Voici un grand roman que j'aurais adoré lire en feuilleton, avec les belles illustrations qui l'accompagnaient lors de sa parution mensuelle.
Je regrette souvent que la mode du roman-feuilleton illustré ait disparu depuis près d'un siècle. Quelle délicieuse torture ce devait être d'attendre chaque jour la livraison de son journal ! Et quel grand plaisir d'y découvrir comme monsieur Tout-le-monde la suite des aventures de David Copperfield, celle des Deux Orphelines au XIXème siècle ou bien celles de Rouletabille et de Chéri-Bibi au XXème siècle... Personne ne pouvait vous raconter à l'avance ce que vous alliez lire et encore moins vous en dévoiler la fin !
Donc, sans aucune illustration, je l'ai lu en 2 tomes (Editions Flammarion) dans la belle traduction préfacée de Sylvère Monod.

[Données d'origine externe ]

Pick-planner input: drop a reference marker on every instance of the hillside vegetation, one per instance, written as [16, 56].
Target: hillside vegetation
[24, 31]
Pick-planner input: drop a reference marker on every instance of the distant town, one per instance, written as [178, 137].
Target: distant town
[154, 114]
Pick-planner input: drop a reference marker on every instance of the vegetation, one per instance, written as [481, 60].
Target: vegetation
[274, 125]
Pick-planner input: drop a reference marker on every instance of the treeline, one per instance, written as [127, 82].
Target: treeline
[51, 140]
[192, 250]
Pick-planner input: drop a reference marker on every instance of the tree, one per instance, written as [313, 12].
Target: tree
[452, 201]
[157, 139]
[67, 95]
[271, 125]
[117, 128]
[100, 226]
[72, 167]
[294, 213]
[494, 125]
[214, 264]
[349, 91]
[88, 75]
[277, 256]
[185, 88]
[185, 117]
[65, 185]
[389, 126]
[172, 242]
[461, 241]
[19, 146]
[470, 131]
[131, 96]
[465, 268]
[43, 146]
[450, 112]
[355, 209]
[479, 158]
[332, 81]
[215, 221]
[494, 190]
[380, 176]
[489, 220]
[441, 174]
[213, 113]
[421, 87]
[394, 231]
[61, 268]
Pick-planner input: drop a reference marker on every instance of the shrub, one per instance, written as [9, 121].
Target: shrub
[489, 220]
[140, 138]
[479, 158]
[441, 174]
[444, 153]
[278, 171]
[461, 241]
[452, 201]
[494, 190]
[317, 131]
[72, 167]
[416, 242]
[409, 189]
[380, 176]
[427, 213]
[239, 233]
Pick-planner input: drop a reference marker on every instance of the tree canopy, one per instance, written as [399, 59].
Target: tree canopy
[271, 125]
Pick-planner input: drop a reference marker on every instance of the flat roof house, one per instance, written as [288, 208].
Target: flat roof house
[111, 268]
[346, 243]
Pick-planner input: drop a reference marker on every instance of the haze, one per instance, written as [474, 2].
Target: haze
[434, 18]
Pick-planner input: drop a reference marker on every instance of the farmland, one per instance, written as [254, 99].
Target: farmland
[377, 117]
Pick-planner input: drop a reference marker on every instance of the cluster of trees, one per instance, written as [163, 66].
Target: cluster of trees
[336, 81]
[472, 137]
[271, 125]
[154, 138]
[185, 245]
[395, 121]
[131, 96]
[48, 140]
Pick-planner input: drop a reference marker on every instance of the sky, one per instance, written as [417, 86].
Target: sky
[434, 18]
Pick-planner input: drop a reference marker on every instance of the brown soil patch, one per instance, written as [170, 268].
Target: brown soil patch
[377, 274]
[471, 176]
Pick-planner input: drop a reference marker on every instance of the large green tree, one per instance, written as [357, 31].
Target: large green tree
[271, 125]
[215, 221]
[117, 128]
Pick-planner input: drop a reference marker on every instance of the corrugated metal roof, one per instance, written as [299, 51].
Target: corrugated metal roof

J'avais quelques appréhensions car mon unique lecture de Dickens - Oliver Twist – m'avait un peu déçue il y a 2 ans : j'avais trouvé le roman misérabiliste, très manichéen et s'apparentant davantage à un roman pour la jeunesse qu'à un grand classique. Dickens précipitait son pauvre orphelin de Charybde en Scylla, ne lui épargnant rien, afin de nous faire pleurer tout du long. Je craignais donc que David Copperfield ne soit dans la même veine ! Mais outre le fait que son nombre de pages est si conséquent qu'il ne s'adresse clairement pas à la jeunesse (du moins celle d'aujourd'hui), c'est une oeuvre d'une grande richesse qui puise abondement dans la vie de Dickens (son enfance, ses apprentissages, ses amours) et s'avère donc intéressante à plus d'un titre.

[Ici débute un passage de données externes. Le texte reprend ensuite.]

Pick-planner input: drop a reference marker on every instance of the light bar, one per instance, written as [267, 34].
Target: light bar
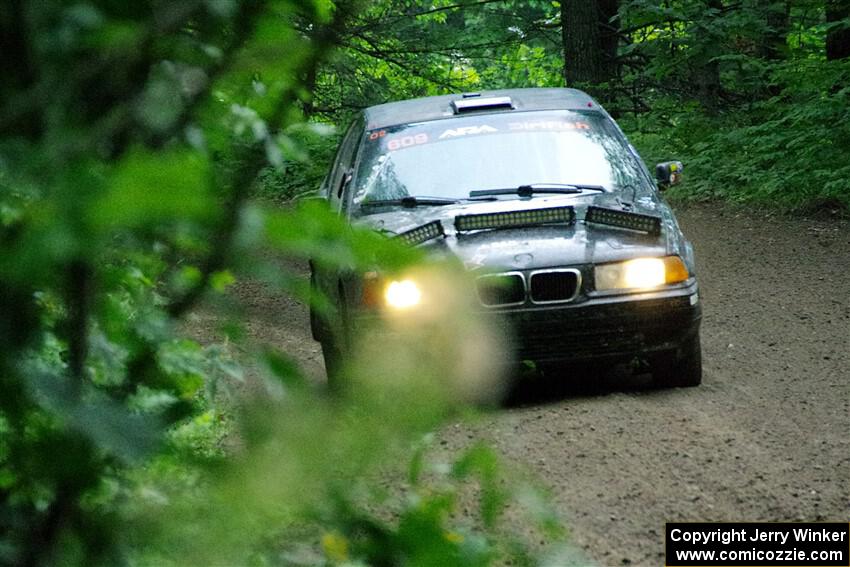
[424, 233]
[481, 103]
[622, 219]
[514, 219]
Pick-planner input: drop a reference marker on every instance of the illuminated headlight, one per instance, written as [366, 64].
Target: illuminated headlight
[640, 273]
[402, 294]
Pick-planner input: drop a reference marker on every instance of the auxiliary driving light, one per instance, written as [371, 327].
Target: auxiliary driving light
[641, 273]
[402, 294]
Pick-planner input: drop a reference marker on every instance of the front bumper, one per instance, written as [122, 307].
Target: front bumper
[610, 327]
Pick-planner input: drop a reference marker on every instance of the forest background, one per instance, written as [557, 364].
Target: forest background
[144, 150]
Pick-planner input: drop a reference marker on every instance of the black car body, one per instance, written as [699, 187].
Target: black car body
[541, 196]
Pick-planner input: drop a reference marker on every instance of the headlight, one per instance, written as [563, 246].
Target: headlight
[640, 273]
[402, 294]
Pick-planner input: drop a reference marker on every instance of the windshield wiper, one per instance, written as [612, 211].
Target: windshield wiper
[412, 202]
[539, 188]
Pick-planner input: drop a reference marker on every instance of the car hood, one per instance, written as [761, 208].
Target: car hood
[540, 246]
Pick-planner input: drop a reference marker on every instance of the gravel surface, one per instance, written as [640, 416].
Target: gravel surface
[765, 438]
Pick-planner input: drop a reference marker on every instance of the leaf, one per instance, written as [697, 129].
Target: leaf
[149, 188]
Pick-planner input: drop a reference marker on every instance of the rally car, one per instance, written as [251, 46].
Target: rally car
[549, 207]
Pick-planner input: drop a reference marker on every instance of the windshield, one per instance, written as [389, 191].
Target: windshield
[451, 158]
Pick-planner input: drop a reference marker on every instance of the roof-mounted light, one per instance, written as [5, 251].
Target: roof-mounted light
[470, 103]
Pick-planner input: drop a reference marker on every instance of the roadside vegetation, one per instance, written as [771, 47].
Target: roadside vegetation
[134, 138]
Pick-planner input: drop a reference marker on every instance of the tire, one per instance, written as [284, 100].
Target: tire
[681, 368]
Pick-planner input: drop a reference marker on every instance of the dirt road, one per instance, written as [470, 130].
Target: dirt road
[767, 435]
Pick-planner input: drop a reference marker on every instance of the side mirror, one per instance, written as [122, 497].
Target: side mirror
[668, 173]
[311, 195]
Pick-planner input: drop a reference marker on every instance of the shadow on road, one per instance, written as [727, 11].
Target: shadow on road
[548, 386]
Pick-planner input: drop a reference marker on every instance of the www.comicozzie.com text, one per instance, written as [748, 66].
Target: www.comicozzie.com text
[744, 534]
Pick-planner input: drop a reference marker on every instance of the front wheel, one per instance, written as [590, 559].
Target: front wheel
[681, 368]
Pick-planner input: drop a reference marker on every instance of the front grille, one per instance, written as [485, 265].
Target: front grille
[496, 290]
[554, 286]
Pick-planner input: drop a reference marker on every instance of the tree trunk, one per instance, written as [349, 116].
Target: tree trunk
[774, 42]
[590, 45]
[706, 70]
[837, 41]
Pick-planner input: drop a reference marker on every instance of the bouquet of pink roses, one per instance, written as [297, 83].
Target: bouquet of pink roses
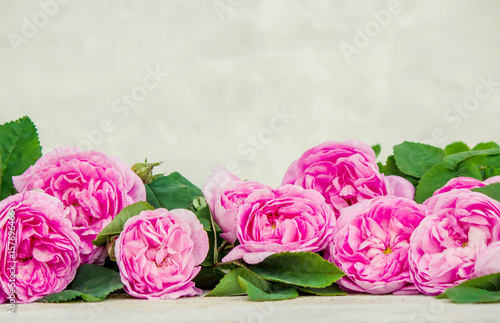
[80, 224]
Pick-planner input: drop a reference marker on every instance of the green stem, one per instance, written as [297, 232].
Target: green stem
[216, 250]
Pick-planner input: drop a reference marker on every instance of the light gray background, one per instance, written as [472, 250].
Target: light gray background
[232, 64]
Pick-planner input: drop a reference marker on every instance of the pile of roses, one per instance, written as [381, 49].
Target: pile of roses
[333, 201]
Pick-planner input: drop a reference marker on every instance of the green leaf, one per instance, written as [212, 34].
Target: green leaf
[485, 289]
[376, 150]
[172, 192]
[208, 278]
[391, 168]
[486, 145]
[194, 191]
[492, 190]
[229, 285]
[115, 227]
[469, 168]
[439, 174]
[333, 290]
[277, 293]
[92, 283]
[456, 147]
[19, 149]
[491, 166]
[415, 159]
[305, 269]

Pour moi, la plus grande qualité de ce roman est sa façon de remonter le temps en faisant appel à la mémoire du narrateur : fidèle, d'une grande acuité, sa mémoire lui permet de dérouler le cours de sa vie passée depuis sa naissance sans rien anticiper de ce qu'il adviendra ensuite des personnages ou de ses propres sentiments, mais tout en glissant parfois un jugement discret, point de vue émis non par le personnage à l'âge relaté, mais par le narrateur plus âgé qui se pose en jugé éclairé.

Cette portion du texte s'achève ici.